Mattson v. Rosebud Electric Cooperative
U.S. District Court, District of South Dakota, Central Division · D.S.D. · South Dakota bar guidance
Conduct
Pro se plaintiffs filed PURPA/RICO response brief with fictitious cases, incorrect citations, and AI-suggesting formatting.
Consequence
Motion to dismiss granted in full; no Rule 11 sanction imposed because plaintiffs filed timely correction.
Lesson
D.S.D. now treats prompt self-correction of AI-generated citations as a sanction-mitigation factor, not a free pass.
Verified May 7, 2026
- Citation
- Mattson v. Rosebud Elec. Coop., No. 3:25-cv-03008-RAL (D.S.D. Nov. 17, 2025) (Lange, C.J.)
- Decided
- November 17, 2025
Summary
Pro se plaintiffs Thomas Mattson and Edward J. Dostal filed a complaint against Rosebud Electric Cooperative, Grand Electric Cooperative, Basin Electric Power Cooperative, and Moreau-Grand Electric Cooperative asserting PURPA, RICO, and Sherman Act claims related to the non-development of twelve qualifying-facility wind farms. Defendants' reply brief identified that "Plaintiffs' response brief contains fictitious cases, incorrect case citations, and non-existent quotations," documenting inconsistencies between Plaintiffs' citations and the actual case law. Plaintiffs filed a "Notice of Corrected Citations" and a sur-reply asserting the corrected citations were "either direct verbatim excerpts or faithful paraphrases of the controlling principles."
- AI tool:
- Implied (court found 'the formatting of the brief, which seemed to suggest the use of generative AI')
What sanction did the court impose?
Chief Judge Roberto A. Lange granted defendants' motion to dismiss in full. Counts 1, 2, 3, 5, 6, 7, 9, and 11 were dismissed without prejudice; counts 4, 8, and 10 with prejudice. As to the fictitious citations, the court declined to impose sanctions: "In reviewing Plaintiffs' Response, this Court noted the formatting of the brief, which seemed to suggest the use of generative AI, as well as the inclusion of incorrect case citations and quotations. Plaintiffs corrected their filing, and this Court is disinclined to sanction these pro se Plaintiffs for improper citations, though they should review and abide by Federal Rule of Civil Procedure 11(b) for future filings."

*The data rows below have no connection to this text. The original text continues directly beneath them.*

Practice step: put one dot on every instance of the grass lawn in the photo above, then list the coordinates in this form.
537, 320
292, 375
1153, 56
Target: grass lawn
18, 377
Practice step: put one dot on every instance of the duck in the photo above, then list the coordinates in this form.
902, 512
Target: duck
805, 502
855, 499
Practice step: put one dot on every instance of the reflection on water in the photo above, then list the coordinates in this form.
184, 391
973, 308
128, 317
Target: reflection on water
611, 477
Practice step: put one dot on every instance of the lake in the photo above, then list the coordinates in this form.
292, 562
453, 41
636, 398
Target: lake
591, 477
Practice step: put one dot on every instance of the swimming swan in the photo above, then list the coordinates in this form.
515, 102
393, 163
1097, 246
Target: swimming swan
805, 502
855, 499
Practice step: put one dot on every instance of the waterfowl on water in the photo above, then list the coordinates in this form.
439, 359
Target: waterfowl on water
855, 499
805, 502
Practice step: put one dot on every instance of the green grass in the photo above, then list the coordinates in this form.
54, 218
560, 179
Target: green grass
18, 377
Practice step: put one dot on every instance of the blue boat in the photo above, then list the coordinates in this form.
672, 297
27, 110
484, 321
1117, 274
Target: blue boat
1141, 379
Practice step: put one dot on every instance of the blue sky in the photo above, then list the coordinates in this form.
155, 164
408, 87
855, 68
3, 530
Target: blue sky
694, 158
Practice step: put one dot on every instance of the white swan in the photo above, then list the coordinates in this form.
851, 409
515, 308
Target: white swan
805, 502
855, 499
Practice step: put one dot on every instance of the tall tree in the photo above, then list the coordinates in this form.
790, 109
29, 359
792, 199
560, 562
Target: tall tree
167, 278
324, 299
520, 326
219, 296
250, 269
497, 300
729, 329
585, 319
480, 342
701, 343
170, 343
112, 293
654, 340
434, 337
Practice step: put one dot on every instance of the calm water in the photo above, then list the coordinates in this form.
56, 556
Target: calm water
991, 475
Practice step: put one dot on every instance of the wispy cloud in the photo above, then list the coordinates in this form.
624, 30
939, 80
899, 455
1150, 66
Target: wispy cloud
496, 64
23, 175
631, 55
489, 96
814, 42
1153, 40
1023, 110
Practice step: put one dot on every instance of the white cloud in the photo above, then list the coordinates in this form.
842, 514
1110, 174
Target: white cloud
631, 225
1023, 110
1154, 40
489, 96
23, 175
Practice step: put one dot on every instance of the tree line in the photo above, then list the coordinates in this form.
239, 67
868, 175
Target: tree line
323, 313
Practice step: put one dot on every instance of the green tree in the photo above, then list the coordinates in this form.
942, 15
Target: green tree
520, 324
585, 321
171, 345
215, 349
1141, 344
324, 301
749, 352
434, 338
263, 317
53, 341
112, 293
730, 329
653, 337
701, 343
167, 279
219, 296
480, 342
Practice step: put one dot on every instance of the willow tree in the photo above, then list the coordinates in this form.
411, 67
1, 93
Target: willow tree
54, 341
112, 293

Why does Mattson v. Rosebud Electric Cooperative matter for law firms using AI?
Chief Judge Lange declined sanctions because plaintiffs cured before the court ruled. After defendants flagged fabricated citations in their reply, plaintiffs filed a Notice of Corrected Citations. That filing arrived ahead of the dismissal order. Lange still flagged on the record that “the formatting of the brief, which seemed to suggest the use of generative AI” contributed to his suspicions. Defendants documented multiple fictitious citations and non-existent quotations across a 51-page response brief. Plaintiffs’ sur-reply certified all citations as “direct verbatim excerpts or faithful paraphrases.”

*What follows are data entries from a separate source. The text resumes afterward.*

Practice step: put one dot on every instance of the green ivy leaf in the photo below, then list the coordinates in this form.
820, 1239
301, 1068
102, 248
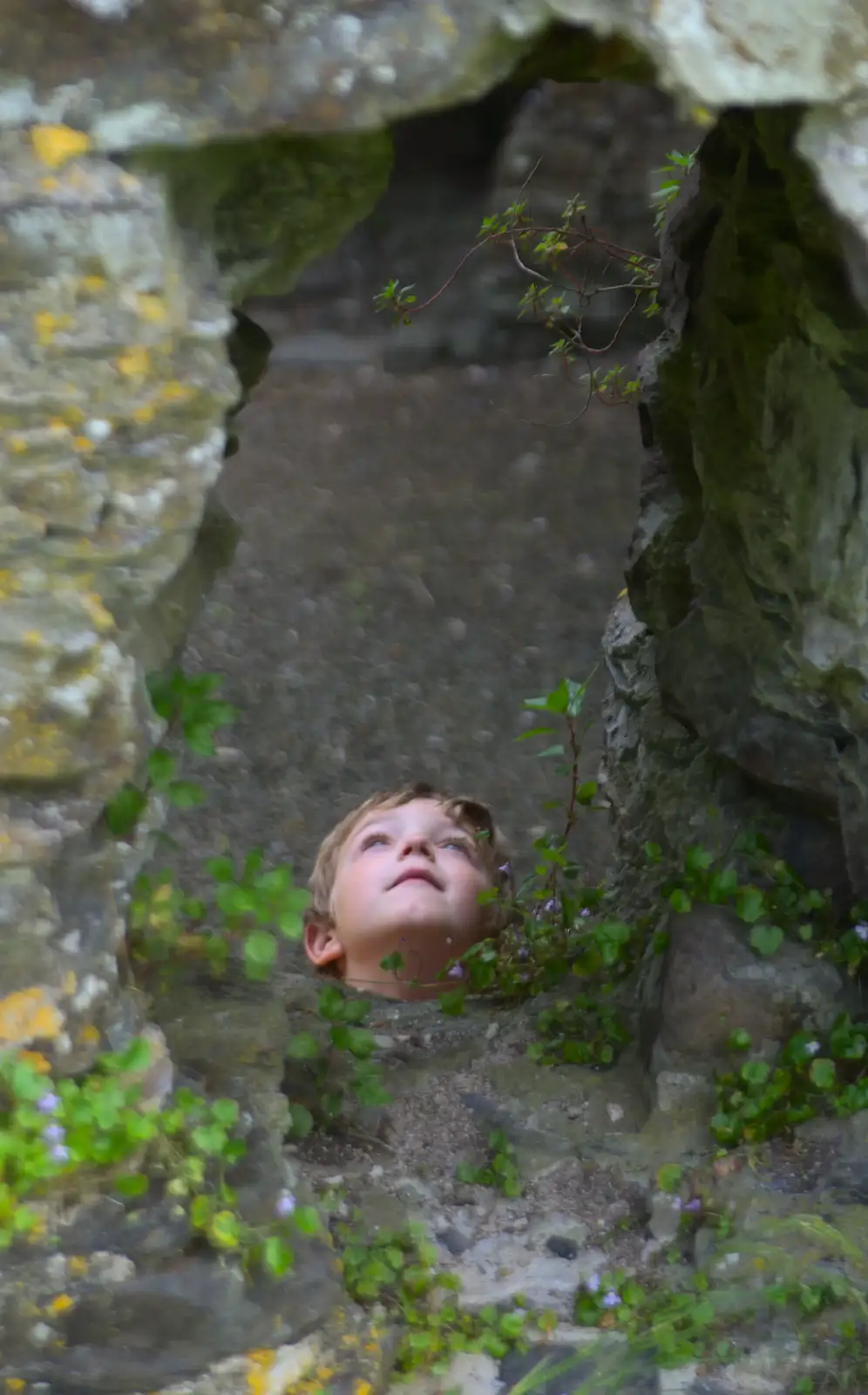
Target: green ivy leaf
260, 953
740, 1039
766, 939
756, 1072
303, 1046
668, 1176
132, 1185
185, 794
308, 1221
225, 1231
822, 1073
749, 904
276, 1256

This is the first published D.S.D. opinion engaging with AI-generated court filings. The no-sanction outcome rests on one procedural move: correction before ruling.
Dismissal still ran in defendants’ favor across the board. Counts 4, 8, and 10 went out with prejudice. Count 11 had sought sanctions against defendants for prior litigation misconduct in unrelated forums, and Lange rejected it as procedurally improper under Rule 11’s separate-motion requirement. Plaintiff Mattson had previously litigated these claims through Prelude LLC. A federal judge in the Eastern District of Wisconsin had held Prelude could not appear pro se as a corporation, prompting Mattson to assign the claims to himself for $1. Lange held that assignment did not circumvent the corporate-representation rule. Two practical signals emerge for South Dakota firms. Pro se AI-formatted briefs are now within the court’s pattern recognition, and the corrective-filing pathway works only if it precedes the order.
Implications for your firm
Operational steps a firm reading this case may wish to consider documenting. Strategic and rule-application calls belong to your firm's attorneys.
- Cite Mattson when advising D.S.D. clients that a Notice of Corrected Citations filed before the court rules can preserve the no-sanction outcome even on AI-formatted briefs.
- Treat Chief Judge Lange's 'formatting suggested AI' finding as the standard benchmark: brief structure itself can support an AI inference without an admission.
- When opposing pro se plaintiffs in D.S.D., document fabricated citations in your reply rather than waiting for the court to find them: defendants here did the work and the court relied on their inventory.